I used the code below to measure its performance.
#! /usr/bin/env perl
use strict;
use warnings;
use Benchmark qw/:all/;

use constant +{
    STR => 'foo',
    INT => 123,
};

my $input = 'foo';
cmpthese(
    5000000,
    +{
        'plain' => sub {
            $input =~ qr/\A (?: foo ) \z/x;
        },
        'const' => sub {
            $input =~ qr/\A (?: ${\(STR)} ) \z/x;
        },
        'plain_o_modifier' => sub {
            $input =~ qr/\A (?: foo ) \z/xo;
        },
        'const_o_modifier' => sub {
            $input =~ qr/\A (?: ${\(STR)} ) \z/xo;
        },
    }
);

__END__
The result is as we can expect. Plain regular expressions with or without /o modifier are faster and the regexp that uses constant with /o modifier follows.
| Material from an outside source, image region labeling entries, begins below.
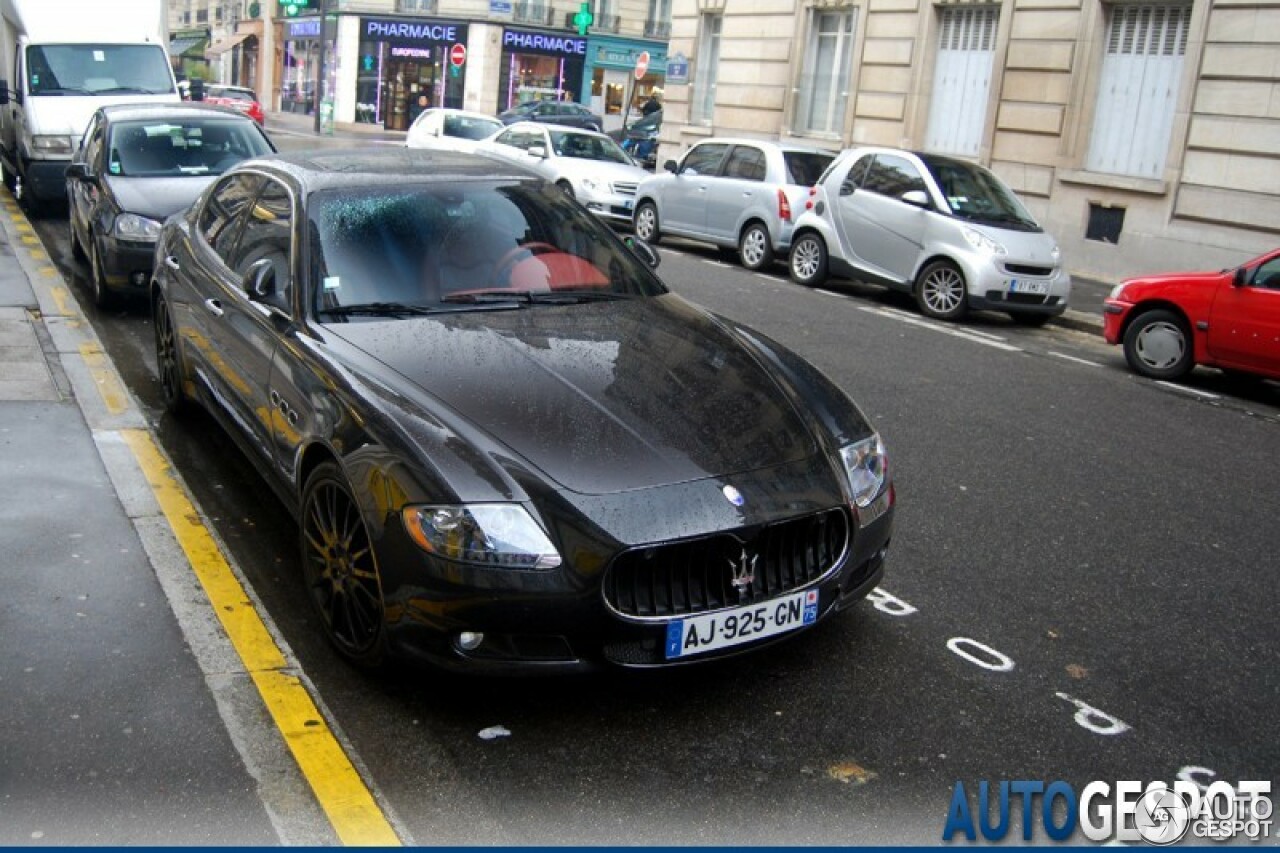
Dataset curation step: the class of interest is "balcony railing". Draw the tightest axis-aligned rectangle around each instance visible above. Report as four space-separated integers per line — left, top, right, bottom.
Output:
644 20 671 38
512 3 556 27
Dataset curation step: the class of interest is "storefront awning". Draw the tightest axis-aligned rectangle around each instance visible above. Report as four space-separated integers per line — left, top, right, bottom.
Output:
169 36 209 56
205 32 253 59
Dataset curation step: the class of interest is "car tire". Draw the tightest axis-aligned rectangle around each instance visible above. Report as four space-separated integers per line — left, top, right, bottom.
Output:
88 228 115 310
632 201 662 246
1124 309 1196 379
151 289 191 415
298 461 387 667
787 232 828 287
915 260 969 323
737 222 773 270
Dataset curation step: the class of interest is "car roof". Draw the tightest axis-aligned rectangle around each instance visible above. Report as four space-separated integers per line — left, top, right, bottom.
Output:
240 147 543 192
97 102 253 122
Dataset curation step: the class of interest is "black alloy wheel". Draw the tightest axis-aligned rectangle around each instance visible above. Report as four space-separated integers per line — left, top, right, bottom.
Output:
151 290 189 415
1124 309 1196 380
787 232 827 287
298 462 387 667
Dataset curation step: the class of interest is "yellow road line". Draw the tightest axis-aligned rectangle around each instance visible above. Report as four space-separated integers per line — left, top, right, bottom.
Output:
79 343 129 415
122 429 401 847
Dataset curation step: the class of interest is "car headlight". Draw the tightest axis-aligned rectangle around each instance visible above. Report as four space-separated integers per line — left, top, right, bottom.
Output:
31 136 72 156
401 503 561 569
840 433 888 508
960 225 1006 255
113 214 160 243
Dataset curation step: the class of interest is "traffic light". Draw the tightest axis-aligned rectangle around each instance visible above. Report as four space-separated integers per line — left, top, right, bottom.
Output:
280 0 320 18
573 3 595 36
The one that uses constant without /o modifier significantly decreases its performance.
[oklahomer]~% perl benchmark.pl 
                     Rate      const const_o_modifier plain_o_modifier     plain
const            598086/s         --             -17%             -20%      -21%
const_o_modifier 721501/s        21%               --              -4%       -4%
plain_o_modifier 748503/s        25%               4%               --       -1%
plain            753012/s        26%               4%               1%        --
So my conclusion goes:
  • use /o modifier if possible
  • even with /o modifier, the performance varies on process's life cycle because of /o modifier's nature so...
    • see if readability is more important
    • or performance has higher priority 
Well... I think it performs well enough so I use constants anyway, though.